Enfin, si cette énergie noire existe bel et bien, une alternative demeure : soit elle est constante dans le temps et dans l’espace (c’est l’équivalent de la constante cosmologique d’Einstein) et sa valeur observée proche de 1 est une pure coïncidence, soit elle varie dans l’espace et surtout dans le temps, et d’ingénieux mécanismes (quintessence en particulier) ont été avancés pour résoudre presque naturellement l’irritant problème des coïncidences numériques. Mais cela exige d’aller au-delà du modèle actuel de la physique des particules et d’introduire de nouvelles particules, de nouvelles forces ou de nouvelles dimensions de l’espace-temps. L’énergie noire serait alors le sommet d’un iceberg de toute une nouvelle physique.
De vastes programmes d’observation des supernovae, du CMB et des galaxies sont en cours pour tenter de trancher entre ces différentes possibilités.
Les supernovae
Les programmes de recherche systématique de supernovae de type Ia ont permis de mettre en évidence la contribution de l'énergie noire au bilan énergétique de l'Univers. Nous avons participé aux programmes EROS puis SNLS.
Les SNIa
Diagramme de Hubble, accélération récente (suivant une décélération)
Résultats
Projets SN(AP) etc.
Les oscillations acoustiques baryoniques
Le groupe s'applique maintenant à l'étude des oscillations acoustiques baryoniques résultant du découplage matière-rayonnement (qui a également donné le CMB).
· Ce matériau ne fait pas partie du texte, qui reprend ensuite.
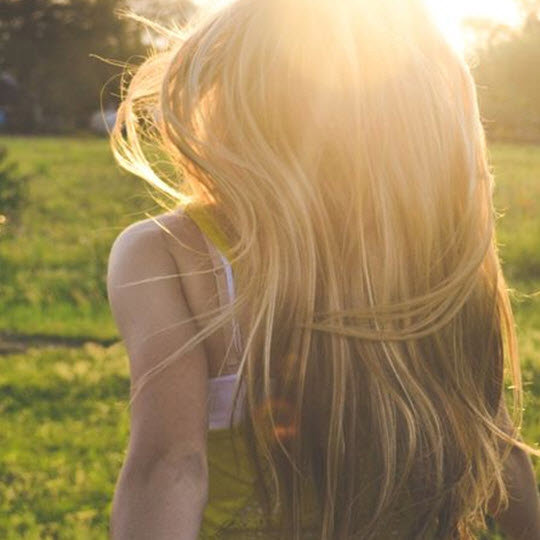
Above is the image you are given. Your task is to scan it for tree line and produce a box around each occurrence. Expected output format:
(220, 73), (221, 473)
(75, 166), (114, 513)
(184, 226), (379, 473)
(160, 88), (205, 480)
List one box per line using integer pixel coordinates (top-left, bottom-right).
(0, 0), (539, 141)
(469, 2), (540, 142)
(0, 0), (145, 131)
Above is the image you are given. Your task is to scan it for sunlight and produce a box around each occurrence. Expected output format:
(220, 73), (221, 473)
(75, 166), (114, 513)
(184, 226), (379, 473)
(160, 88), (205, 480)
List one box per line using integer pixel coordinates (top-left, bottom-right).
(424, 0), (521, 53)
(194, 0), (523, 55)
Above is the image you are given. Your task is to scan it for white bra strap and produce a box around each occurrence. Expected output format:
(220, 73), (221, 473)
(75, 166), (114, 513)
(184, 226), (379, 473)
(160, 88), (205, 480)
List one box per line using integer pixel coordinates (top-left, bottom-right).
(217, 251), (244, 355)
(201, 235), (243, 369)
(218, 251), (236, 305)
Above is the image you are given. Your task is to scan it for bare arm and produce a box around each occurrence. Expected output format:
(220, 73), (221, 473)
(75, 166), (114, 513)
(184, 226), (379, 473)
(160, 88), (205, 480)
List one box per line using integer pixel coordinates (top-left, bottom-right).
(110, 452), (207, 540)
(487, 399), (540, 540)
(107, 214), (210, 540)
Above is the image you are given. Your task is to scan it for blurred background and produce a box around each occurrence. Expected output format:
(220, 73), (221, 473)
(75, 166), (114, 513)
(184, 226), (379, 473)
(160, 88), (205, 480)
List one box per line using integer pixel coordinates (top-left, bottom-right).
(0, 0), (539, 538)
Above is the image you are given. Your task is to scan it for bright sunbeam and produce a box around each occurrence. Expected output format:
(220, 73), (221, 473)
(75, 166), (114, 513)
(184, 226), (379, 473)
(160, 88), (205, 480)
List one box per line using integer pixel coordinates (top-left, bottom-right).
(195, 0), (523, 55)
(423, 0), (522, 53)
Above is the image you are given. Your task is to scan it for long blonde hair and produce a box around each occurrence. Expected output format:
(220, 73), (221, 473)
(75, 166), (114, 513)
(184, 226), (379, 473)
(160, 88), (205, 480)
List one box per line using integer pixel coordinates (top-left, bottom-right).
(110, 0), (538, 538)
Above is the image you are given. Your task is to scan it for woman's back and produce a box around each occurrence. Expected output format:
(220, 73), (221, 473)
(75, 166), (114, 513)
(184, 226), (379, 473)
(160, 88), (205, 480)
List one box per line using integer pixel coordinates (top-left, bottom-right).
(107, 207), (321, 538)
(106, 205), (449, 539)
(107, 0), (540, 538)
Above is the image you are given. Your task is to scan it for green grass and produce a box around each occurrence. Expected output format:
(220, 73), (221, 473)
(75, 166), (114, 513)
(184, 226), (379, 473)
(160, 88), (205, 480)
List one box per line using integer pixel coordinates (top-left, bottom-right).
(0, 343), (129, 539)
(0, 137), (538, 339)
(0, 136), (155, 340)
(0, 137), (538, 538)
(492, 144), (540, 287)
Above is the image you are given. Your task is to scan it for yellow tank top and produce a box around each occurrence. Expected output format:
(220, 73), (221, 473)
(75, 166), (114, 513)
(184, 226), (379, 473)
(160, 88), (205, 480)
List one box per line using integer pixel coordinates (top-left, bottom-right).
(185, 203), (319, 538)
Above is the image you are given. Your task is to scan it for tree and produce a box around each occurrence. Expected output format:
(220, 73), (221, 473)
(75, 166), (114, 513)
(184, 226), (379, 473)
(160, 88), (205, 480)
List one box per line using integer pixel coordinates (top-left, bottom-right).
(0, 0), (145, 132)
(515, 0), (540, 18)
(130, 0), (196, 26)
(465, 6), (540, 141)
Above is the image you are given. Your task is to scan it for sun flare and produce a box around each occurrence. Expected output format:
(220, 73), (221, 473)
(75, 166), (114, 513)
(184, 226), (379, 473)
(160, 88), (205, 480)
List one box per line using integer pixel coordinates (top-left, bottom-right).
(423, 0), (521, 53)
(194, 0), (523, 54)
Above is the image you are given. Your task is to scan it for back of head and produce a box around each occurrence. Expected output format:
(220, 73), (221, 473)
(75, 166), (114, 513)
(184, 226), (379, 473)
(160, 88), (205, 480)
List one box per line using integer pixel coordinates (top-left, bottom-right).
(111, 1), (531, 538)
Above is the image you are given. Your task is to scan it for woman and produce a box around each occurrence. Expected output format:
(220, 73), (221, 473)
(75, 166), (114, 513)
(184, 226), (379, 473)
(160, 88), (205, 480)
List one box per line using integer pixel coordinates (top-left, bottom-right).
(106, 0), (540, 538)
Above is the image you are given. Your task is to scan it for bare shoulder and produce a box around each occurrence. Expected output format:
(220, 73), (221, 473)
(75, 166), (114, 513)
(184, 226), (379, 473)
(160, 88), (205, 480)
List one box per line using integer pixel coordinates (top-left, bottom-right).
(106, 208), (211, 348)
(106, 209), (212, 474)
(107, 208), (205, 278)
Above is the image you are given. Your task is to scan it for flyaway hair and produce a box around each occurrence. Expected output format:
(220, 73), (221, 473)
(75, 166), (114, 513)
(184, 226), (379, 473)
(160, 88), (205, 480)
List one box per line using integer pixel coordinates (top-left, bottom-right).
(110, 0), (539, 538)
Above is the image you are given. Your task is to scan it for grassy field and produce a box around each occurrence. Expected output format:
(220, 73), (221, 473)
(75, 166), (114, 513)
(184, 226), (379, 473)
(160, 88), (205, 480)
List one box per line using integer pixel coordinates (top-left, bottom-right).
(0, 137), (157, 340)
(0, 136), (539, 538)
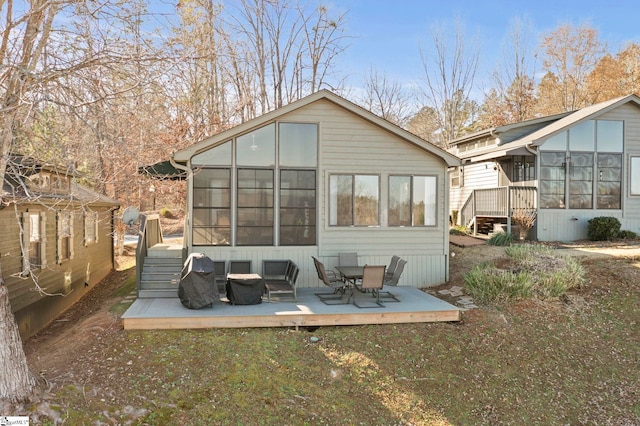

C'est une autre manière d'accéder aux propriétés de l'énergie noire, et le groupe participe au programme BOSS du relevé SDSS-III (Sloan Digital Sky Survey).
L'astronomie "grand champ"
Le terme "grand champ" fait référence aux instruments employés, des télescopes ayant un champ de vue de plusieurs degrés carrés (la Pleine Lune ne mesure que 0.2 degré carré).
LSST
Pour aller plus loin, nous avons choisi, avec trois autres laboratoires de l'IN2P3, de proposer une participation au programme LSST de relevé de galaxies sur 20 000 degrés carrés avec un télescope de 8.4 m de diamètre capable d'imager tous les trois jours l'intégralité du ciel autral dans six bandes de fréquences. Ce programme devrait permettre de contraindre les propriétés de l'énergie noire avec une précision inégalée.